12. Ceza Dairesi Esas No: 2019/7132 Karar No: 2020/5645 Karar Tarihi: 03.11.2020
Taksirle yaralama - Yargıtay 12. Ceza Dairesi 2019/7132 Esas 2020/5645 Karar Sayılı İlamı
Özet:
Asliye Ceza Mahkemesi tarafından taksirle yaralamadan suçlu bulunan sanıkların temyiz itirazları değerlendirildi. TCK'nın 89/1, 2-a-b, 62. maddeleri gereğince mahkumiyet hükmü verildi. Taksirle yaralama suçu için ceza miktarı üç aydan bir yıla kadar hapis veya adli para cezasıdır. 5271 sayılı CMK'nın 251. maddesi uyarınca üst sınırı iki yıl veya daha az süreli hapis cezasını gerektiren suçlarda basit yargılama usulünün uygulanması mümkündür.
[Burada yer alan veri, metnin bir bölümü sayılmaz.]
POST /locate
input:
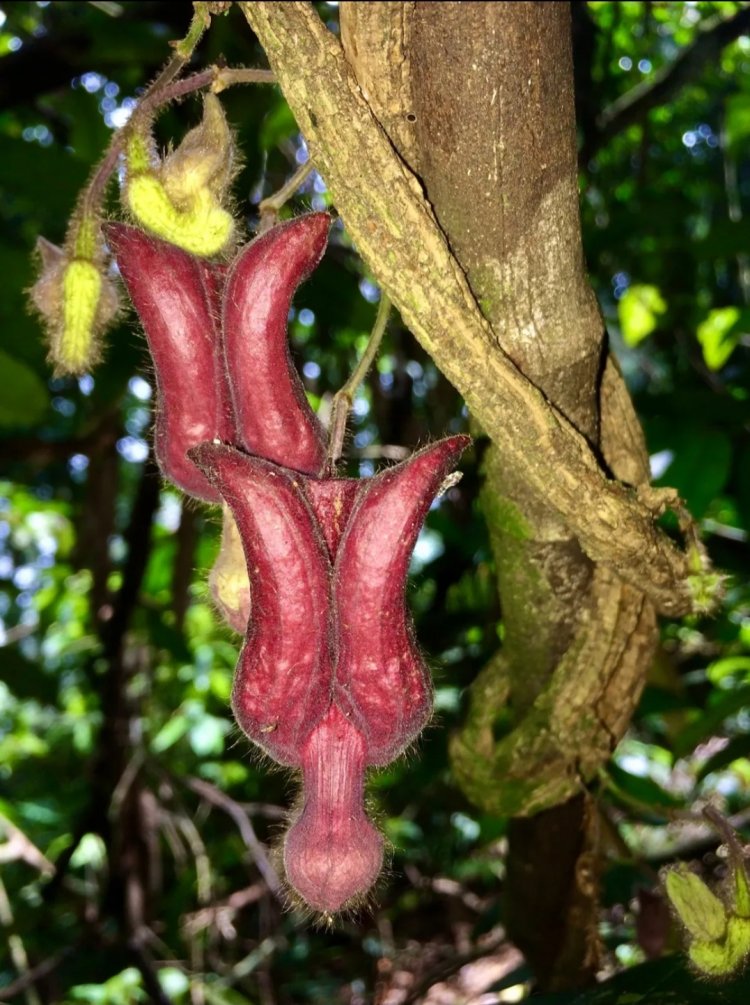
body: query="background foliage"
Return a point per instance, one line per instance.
(118, 754)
Anayasa Mahkemesi kararları geriye yürümediği için sanık lehine olan uygulamanın belirlenerek yerine getirilmesi gerekmektedir. Bu karar şartlarına uyulmadığı için hüküm bozuldu. Kanun maddeleri ise şunlardır: TCK'nın 89/1, 2-a-b, 62. maddeleri ve CMK'nın 251. maddesi.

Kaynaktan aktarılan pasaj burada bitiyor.